For the acid gas removal unit, Axens licensed the HySWEET technology in order to process 152 million ft3/d of natural gas. HySWEET is a hybrid process for simultaneous removal of mercaptans and acid gases from natural gas, developed by TotalEnergies and commercialised by Axens.

For the sulfur recovery unit, Axens licensed the SmartSulf technology to handle the acid gas from the HySWEET in order to remove 370 tpd of sulfur and achieve a sulfur recovery of 99.5+%. Axens' scope of work includes the supply of the process design packages, the supply of the specific equipment for the SmartSulf unit as well as full services from plant personnel training to unit start-up.

Both units are now under process design phase and commissioning is expected for the end of 2024.

“CSV thoroughly evaluated a number of processing technology options prior to selecting the HySWEET and SmartSulf processes for our Albright sour gas processing plant.
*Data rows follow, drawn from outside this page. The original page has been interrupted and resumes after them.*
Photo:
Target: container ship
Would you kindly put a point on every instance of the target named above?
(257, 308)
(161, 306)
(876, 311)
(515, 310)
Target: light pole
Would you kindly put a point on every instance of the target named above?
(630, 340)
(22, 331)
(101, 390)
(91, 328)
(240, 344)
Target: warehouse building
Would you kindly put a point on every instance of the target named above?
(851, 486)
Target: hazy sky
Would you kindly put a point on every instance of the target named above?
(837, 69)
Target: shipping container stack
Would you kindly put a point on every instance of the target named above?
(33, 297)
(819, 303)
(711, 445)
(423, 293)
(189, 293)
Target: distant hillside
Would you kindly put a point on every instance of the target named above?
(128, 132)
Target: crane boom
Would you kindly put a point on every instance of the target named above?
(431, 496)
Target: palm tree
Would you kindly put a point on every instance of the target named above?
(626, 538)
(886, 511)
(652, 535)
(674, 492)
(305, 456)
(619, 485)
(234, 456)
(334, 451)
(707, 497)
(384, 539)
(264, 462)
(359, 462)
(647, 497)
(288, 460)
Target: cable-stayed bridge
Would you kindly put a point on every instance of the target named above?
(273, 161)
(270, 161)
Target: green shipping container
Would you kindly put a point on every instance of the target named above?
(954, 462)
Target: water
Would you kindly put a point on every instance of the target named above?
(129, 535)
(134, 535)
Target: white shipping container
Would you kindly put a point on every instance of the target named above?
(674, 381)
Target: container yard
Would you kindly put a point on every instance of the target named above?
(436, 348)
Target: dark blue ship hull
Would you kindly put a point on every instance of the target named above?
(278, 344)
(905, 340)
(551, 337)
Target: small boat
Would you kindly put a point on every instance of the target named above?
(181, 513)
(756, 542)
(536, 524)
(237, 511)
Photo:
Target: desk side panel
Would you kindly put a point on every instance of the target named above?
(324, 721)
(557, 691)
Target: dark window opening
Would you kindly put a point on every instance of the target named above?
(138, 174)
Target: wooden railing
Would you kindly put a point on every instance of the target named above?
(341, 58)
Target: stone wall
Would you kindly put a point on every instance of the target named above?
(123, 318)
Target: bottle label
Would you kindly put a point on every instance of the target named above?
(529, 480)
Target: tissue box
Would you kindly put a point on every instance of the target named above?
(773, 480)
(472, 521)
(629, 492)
Throughout the evaluation, Axens and TotalEnergies were exceptionally cooperative and transparent, providing CSV with the confidence that the technologies were the right choice for our facility. Further to that, the benefit of working with one process licensor for both technologies provides significant synergies that allow for a streamlined project execution. The HySWEET technology’s ability to minimise hydrocarbon co-absorption will bring operational benefits to our sulfur recovery unit, while the SmartSulf unit will provide best-in-class sulfur recovery metrics with a smaller footprint and reduced CAPEX and OPEX”, says Dan Cote, CSV’s Director, Projects.

“We are proud of having been selected by CSV Midstream Solutions for this project. The specific Axens’ process scheme combining a HySWEET unit followed by a SmartSulf unit provides a very competitive solution in terms of simplicity, CAPEX and OPEX as well as emissions mitigation for the Albright sour gas processing plant. We are confident that this is the start of a great collaboration between CSV, TotalEnergies and Axens” says Jacques Rault, Axens’ Executive VP Technology & Technical Support.

“This commercial success crowns the development of the HySWEET technology. This solvent relies on a hybrid formulation developed by TotalEnergies R&D to simultaneously remove H2S, CO2 and organic sulfur species such as mercaptans while reducing the carbon footprint of the gas treatment. It illustrates TotalEnergies' expertise and commitment to finding technical solutions that reduce the environmental impact of gas as an energy of transition” says Marie-Noelle Semeria, TotalEnergies's Chief Technology Officer.

We remind, Axens has acquired stakes in the BioTJet project, the aim of which is to build and operate the largest European Sustainable Aviation Fuel (SAF) production unit using the Fischer-Tropsch process, relying on the BioTfueL technology. This unit will be built in France and will be started up by 2027.